- From: Sylvain Galineau <sylvaing@microsoft.com>
- Date: Sat, 5 May 2012 14:47:34 +0000
- To: Lea Verou <leaverou@gmail.com>, Boris Zbarsky <bzbarsky@MIT.EDU>
- CC: "www-style@w3.org" <www-style@w3.org>
[Lea Verou:] > > On 5/5/12 16:18, Boris Zbarsky wrote: > > If we're talking about previews, then it seems like the right solution > > is to not ship prefixed stuff in final releases; just keep it in > > previews. Yes, this has come up before. Getting everyone to agree on > > this and stick to it is the hard part, given the benefits defecting > > has.
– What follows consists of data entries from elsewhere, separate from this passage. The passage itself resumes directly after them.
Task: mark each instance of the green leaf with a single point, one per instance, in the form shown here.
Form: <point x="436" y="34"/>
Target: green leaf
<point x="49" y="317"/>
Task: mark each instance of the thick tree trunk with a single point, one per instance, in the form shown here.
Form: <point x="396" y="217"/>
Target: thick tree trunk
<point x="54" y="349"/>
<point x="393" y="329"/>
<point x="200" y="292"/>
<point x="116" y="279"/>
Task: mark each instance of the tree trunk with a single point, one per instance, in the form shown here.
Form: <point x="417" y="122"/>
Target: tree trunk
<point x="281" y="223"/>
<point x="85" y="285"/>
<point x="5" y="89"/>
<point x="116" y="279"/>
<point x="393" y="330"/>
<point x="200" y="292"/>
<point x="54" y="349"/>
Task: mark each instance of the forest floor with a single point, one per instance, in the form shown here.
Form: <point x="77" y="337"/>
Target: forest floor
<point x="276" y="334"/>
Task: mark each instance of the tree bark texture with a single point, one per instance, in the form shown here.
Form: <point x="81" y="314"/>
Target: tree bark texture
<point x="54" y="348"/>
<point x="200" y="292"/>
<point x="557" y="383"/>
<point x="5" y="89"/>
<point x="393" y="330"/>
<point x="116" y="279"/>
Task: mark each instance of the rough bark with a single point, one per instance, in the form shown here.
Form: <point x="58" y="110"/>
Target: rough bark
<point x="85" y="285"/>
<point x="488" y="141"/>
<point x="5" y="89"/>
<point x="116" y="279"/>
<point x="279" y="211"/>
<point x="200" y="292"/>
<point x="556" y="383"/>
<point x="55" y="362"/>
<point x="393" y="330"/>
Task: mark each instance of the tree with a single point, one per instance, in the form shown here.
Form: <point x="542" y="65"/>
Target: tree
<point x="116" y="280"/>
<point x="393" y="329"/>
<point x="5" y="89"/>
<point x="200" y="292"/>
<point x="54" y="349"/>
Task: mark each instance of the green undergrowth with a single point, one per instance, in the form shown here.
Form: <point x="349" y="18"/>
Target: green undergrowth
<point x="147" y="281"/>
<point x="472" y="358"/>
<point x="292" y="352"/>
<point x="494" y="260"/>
And of course authors seem to be against this approach. > > > > -Boris > > > There are several issues with this: > 1. It has been mentioned in this thread that it’s against company policy > of several implementors. Are we talking about implementors who will not submit a spec for a new feature before they have released a public implementation for it? That is rather different from not putting code in a nightly/preview build if it won't make the very next upcoming release. But yes, in practice we all want our preview code to ship at some point and even without a hard policy it's much easier if 'some point' happens to be the next release! So that's how it's worked out in practice. And I think it's fair to assume we'd all rather keep it that way. > 2. It defies the entire advantage that prefixes were supposed to bring: > Getting author input for in-development features. When the feature is > present only in a preview (or in a stable build, but behind a switch), the > volume of author feedback declines tremendously. I believe Alex Russell > has specific statistics of how big a decline we’re talking about, but I > recall it’s > 90%. This would result in specs being developed almost > blindly, detached from the reality of author needs. Do we want that? > Would love to see those numbers. I'd expect at least three factors to explain this: 1. How hard it is to get one's hands on preview/nightly builds and install them 2. The stability of these builds 3. The number of end users who run those builds. Between Chrome's Dev channel and Mozilla's Aurora builds the bar for #1 has been substantially lowered. #2 has improved significantly as well, quite possibly as a result of #1. #3 is of course the overwhelming factor though. Web developers will naturally focus most of their time on what they can deploy to the end-user. Last, these features are one of the ways browser releases compete with each other. As a browser rep I obviously value this i.e. if the process was such that I were forced to give developers substantially fewer tools than they ask for and that I can deliver then I'd strenuously argue for the process to change.